Is it coincidence then that Red Bull’s slogan is, “It gives you wings?”
As the sun sets over the waters near Cape Lookout, NC, hundreds of pelicans converge on a small island we’ve come to know as ‘Bird Island’, although I don’t know if it has an official name. The pelicans take this time to socialize, bathe their wings (which is what this guy is doing), and burp fish.
Get splashed by viewing this larger. Click the image to open it in a new window.
A few elements were used to draw out this picture, taken from a single exposure. Nik’s Color Efex Pro was used to provide the warmth of the splashing water, along with a slight vignette on the background. The real star of this, though, was the new Topaz InFocus plug-in for Photoshop, which helped to sharpen up the background pelicans.
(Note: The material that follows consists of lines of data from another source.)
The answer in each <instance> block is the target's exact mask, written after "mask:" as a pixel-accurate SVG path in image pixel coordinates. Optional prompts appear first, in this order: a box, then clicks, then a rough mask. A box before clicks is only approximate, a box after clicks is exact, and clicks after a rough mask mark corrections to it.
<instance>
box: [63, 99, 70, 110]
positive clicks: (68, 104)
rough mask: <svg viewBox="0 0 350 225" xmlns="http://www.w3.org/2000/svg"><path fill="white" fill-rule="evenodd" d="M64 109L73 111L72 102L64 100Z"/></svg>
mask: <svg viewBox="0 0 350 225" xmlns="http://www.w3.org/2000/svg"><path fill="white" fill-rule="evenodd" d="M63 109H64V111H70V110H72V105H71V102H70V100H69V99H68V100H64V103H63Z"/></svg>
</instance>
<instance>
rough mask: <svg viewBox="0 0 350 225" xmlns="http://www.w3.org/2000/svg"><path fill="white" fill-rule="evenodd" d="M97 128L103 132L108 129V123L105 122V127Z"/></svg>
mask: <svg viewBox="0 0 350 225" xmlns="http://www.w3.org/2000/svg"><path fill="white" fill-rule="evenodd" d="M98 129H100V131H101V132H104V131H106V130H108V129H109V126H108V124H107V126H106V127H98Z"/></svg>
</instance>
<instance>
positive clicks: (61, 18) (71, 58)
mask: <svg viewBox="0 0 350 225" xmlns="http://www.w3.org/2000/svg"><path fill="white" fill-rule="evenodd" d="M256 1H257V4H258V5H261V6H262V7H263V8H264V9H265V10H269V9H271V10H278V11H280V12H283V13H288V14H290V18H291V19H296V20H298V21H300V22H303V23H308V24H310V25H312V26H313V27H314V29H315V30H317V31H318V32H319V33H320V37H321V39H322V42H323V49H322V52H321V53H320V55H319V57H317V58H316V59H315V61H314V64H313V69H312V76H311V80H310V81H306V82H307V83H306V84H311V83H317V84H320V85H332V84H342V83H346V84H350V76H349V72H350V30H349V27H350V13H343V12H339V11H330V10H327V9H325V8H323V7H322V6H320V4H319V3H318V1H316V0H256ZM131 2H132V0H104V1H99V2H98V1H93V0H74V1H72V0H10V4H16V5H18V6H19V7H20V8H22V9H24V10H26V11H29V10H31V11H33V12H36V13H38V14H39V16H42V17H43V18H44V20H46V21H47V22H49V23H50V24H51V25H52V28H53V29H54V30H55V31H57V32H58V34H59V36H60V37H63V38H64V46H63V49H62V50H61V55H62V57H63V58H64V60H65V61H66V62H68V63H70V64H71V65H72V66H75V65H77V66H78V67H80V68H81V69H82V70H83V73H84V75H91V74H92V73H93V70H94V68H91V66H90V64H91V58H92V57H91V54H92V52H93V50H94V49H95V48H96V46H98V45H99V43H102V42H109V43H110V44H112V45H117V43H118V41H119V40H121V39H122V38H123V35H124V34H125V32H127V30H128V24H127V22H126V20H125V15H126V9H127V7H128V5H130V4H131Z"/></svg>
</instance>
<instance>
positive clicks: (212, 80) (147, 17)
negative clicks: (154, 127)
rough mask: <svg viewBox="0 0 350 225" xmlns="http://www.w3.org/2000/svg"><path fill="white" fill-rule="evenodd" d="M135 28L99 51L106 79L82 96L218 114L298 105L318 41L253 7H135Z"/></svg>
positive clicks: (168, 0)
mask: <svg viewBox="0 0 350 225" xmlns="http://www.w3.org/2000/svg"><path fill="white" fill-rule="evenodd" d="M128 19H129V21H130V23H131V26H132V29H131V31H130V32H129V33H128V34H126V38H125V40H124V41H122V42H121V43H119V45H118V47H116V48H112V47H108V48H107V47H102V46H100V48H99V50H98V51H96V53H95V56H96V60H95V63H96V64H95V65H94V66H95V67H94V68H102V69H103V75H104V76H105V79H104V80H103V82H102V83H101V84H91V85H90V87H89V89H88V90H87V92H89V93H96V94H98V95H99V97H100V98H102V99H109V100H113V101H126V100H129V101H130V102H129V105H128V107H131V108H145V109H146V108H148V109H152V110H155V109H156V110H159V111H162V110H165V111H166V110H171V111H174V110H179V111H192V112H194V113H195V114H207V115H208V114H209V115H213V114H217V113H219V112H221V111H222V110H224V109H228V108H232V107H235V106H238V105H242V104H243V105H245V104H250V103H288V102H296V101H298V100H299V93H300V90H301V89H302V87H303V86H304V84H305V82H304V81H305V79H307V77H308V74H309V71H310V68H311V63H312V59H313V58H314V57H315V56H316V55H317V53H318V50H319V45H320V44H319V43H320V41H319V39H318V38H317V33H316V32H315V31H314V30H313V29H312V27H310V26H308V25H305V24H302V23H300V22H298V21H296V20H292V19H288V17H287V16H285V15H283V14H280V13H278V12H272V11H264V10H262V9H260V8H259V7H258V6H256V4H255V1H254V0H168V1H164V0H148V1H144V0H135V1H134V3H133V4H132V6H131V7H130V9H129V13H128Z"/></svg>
After addressing those guys in a separate layer, another tweak with Topaz InFocus provided the water splashes with a real punch that reminds me of welding sparks.
An oft-asked question seems to be, “How does Topaz InFocus differ from Topaz Detail?” Ashley Robinson from Topaz Labs answers that question:
“InFocus is a new sharpening plug-in that offers users a comprehensive solution for reducing image blur, restoring image clarity and sharpening image detail. InFocus uses advanced deconvolution technology that actually reverses image blur, unlike most other sharpening solutions that only increase the perception of sharpness. In addition, the micro-contrast detail enhancement in InFocus can subtlety enhance fine details. InFocus can be used as a pre-processing sharpener, if you are trying to rescue a somewhat blurry or motion blurred image, or a post-processing sharpener, if your goal is to refine and add definition to your image.
Topaz InFocus also includes a convenient blur estimation tool to help contend with complex and unknown blur types.
“Topaz Detail, on the other hand, is a detail enhancement plug-in, designed to bring out image detail using micro and macro adjustments. It allows for intricate and selective detail enhancement allowing users to bring out varying levels of image detail – without creating halos or edge artifacts. Topaz Detail is going to render more natural looking enhancements with more precision and more options for making those detailed adjustments. In addition to selectively enhancing small, medium and large image detail, users can also selectively remove detail as well.”
I was recently asked by a reader whether or not Topaz InFocus would have a place in my workflow. Absolutely, or I wouldn’t be recommending it here. Plus, at the introductory price of $29 or so, it’s a great deal (enter the code “supersharp” on checkout.) The best part about the plug-in is that if all or part of your image is just a touch out of focus, InFocus can bring it back nicely, and if it’s not going to work on an image, you’ll know it right away. I have found that InFocus is a bit ‘touchy’, as it is very easy to push the detail recovery over the edge, creating large artifacts, only some of which can be addressed by the InFocus “Suppress Artifacts” slider. I think that part of this comes from an old habit of “slammin’ sliders” all the way to one side or the other to see where a filter takes us (think: Photomatix Pro), but the sliders on Topaz products tend to be much more sensitive to small changes. Once you have experienced this difference, you learn to control things more carefully. Then, you store those changes as a preset.
As Ashley writes above, Topaz Detail is a feature-rich and intricate program for making detailed adjustments; Topaz InFocus provides a method for cleaning up blur either before or after further processing.